Stalingrad

Recommendation: It’s probably slightly niche, but it’s an excellent read so who really cares

Where to read: Ideal for a quiet rainy weekend at home

Read with: Shostakovich’s Symphony No. 8 in C minor (see the playlist on the right) and a Black Russian as you head into the evening

In brief: Now this is more bloody like it (contra Upheaval).


Repeat after me: “I will not campaign in Russia in winter. I will provide troops with anti-freeze and proper winter gear just in case. I will consider the effect of epidemic typhus on casualty numbers.”*

Stalingrad could easily have become nothing more than a list of attacks and counterattacks, battle groups and generals. There’s nothing inherently wrong with that approach, of course, particularly in the kind of study which puts the “military” into military history, but Beevor is far more interested in conveying experience than he is tactics.

Perhaps unsurprisingly then, the treatment of tactics is the only real weakness in the work as a whole. Unless you spend half your time referring to maps (and I don’t think even that would help substantially), the geography and the ebbs and flows of battle can be quite confusing. I’d be tempted to find a good documentary about the battle before reading the book just to get the visuals. I spent quite a long time, for instance, trying to understand why the tractor factory (tank factory, let’s be real) was such a major concern for both sides.

Despite this weakness in the “middle”, Beevor is brilliant in conveying both the very big and the very small picture. The German and Soviet strategies are clearly explained (I’d say “make sense” but that would probably give an overly generous impression of Hitler’s insanely bad planning), the city’s role in the broader conflict is set out and Hitler and Stalin sit as central figures in the debacle.
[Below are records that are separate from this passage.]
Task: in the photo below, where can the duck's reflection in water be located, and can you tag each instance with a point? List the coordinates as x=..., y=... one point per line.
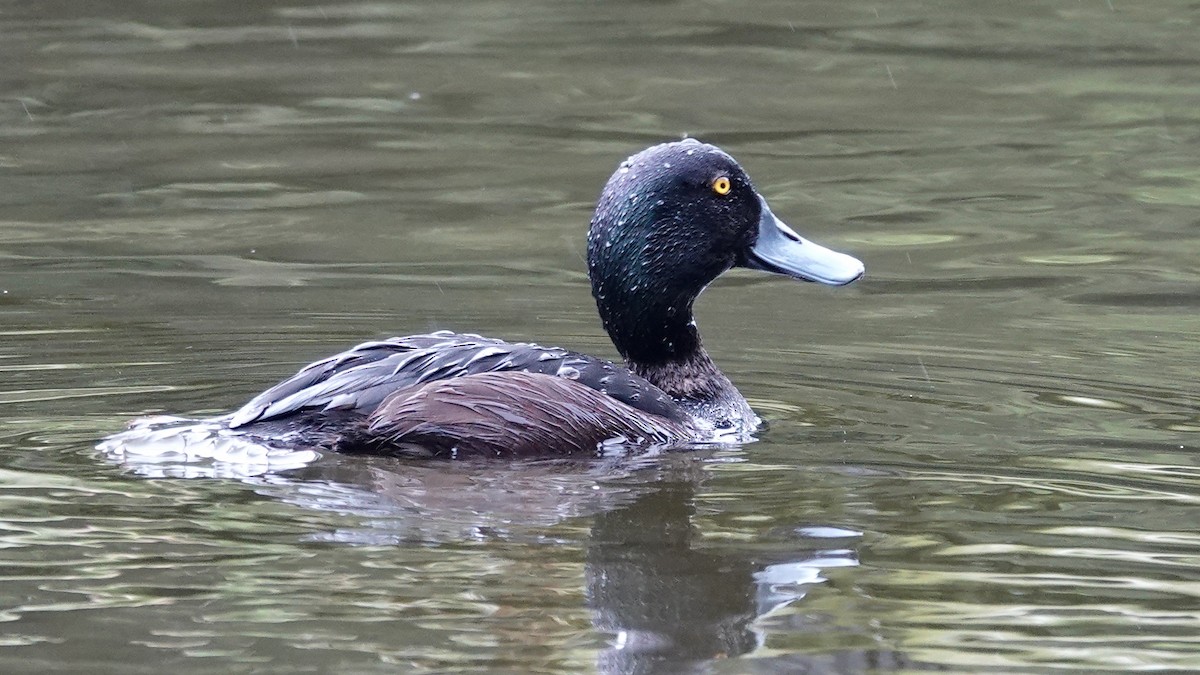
x=669, y=598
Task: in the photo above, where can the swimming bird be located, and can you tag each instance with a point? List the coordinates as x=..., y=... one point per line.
x=669, y=221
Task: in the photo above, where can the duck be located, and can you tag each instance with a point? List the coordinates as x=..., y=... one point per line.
x=669, y=221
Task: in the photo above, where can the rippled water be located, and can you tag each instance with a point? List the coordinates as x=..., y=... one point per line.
x=981, y=457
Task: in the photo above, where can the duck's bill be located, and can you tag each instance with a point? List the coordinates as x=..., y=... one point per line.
x=783, y=251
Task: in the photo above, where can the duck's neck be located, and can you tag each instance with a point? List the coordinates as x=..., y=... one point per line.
x=659, y=341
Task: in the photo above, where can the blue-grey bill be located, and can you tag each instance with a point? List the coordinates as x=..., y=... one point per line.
x=783, y=251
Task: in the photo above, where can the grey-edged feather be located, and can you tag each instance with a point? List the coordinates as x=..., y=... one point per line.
x=360, y=378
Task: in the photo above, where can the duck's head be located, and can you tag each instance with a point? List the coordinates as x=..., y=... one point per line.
x=670, y=221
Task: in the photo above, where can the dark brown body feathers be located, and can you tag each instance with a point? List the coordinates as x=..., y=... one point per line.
x=513, y=413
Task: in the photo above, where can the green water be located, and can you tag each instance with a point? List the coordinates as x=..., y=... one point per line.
x=982, y=457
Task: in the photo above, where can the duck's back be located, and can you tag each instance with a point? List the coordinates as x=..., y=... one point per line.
x=360, y=380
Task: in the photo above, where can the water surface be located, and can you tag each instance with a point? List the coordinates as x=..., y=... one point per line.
x=982, y=457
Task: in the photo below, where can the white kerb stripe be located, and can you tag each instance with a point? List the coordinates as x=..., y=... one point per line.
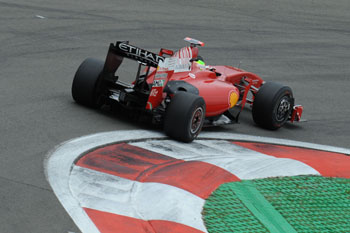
x=242, y=162
x=113, y=194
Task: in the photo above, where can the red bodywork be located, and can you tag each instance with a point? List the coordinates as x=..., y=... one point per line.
x=222, y=87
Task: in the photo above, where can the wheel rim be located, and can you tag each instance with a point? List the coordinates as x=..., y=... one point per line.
x=196, y=121
x=283, y=109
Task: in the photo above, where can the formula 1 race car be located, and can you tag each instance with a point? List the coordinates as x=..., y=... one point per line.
x=180, y=92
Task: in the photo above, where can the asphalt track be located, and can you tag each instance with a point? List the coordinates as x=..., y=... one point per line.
x=303, y=43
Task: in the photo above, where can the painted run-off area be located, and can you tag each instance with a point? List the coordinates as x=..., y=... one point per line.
x=160, y=185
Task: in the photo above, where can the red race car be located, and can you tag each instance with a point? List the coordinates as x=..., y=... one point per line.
x=178, y=91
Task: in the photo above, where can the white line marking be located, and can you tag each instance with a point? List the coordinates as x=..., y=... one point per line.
x=242, y=162
x=113, y=194
x=59, y=162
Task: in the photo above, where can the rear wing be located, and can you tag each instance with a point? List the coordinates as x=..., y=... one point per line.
x=122, y=49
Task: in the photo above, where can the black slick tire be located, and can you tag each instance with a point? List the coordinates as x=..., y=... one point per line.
x=184, y=116
x=272, y=105
x=86, y=83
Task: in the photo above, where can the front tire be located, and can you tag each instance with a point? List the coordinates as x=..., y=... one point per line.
x=87, y=83
x=184, y=116
x=272, y=105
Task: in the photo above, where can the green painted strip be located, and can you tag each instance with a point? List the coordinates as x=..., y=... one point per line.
x=261, y=208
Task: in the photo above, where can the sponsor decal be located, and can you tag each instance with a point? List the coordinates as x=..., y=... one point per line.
x=139, y=53
x=158, y=83
x=176, y=64
x=154, y=93
x=161, y=76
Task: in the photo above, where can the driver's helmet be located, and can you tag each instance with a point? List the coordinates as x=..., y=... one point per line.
x=200, y=62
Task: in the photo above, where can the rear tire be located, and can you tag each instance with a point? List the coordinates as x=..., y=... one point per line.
x=87, y=83
x=272, y=105
x=184, y=116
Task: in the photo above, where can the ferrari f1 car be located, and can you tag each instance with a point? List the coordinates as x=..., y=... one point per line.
x=180, y=92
In counterpoint to this “grand” narrative, the treatment of the day-to-day lives and deaths of the soldiers on the ground is devastatingly effective. Reflecting the old truism about tragedy and statistics, the emotional heft in Stalingrad lies in the small details, particularly Beevor’s use of letters home and direct accounts from soldiers on the front line. A couple of times each chapter, he finds ordinary soldiers and civilians, from the little girl injured while her class built defences to German soldiers like Kurt Reuber, and tracks their stories as far as he can, offering little vignettes and sub-narratives within the broader narrative. Particularly heartbreaking is the realisation that most of the letters Beevor quotes never made their way to families and loved ones – they’re available for archival research for precisely this reason. It’s a beautiful work of restoration as well as history.

Here is an excellent New York Times review from 1998 (when the book was first published) I heartily agree with.

*Also if someone could combine infectious disease epidemiology and military history in a book that doesn’t cost about $600, that would be lovely, please and thank you. I cannot be the only person interested in both.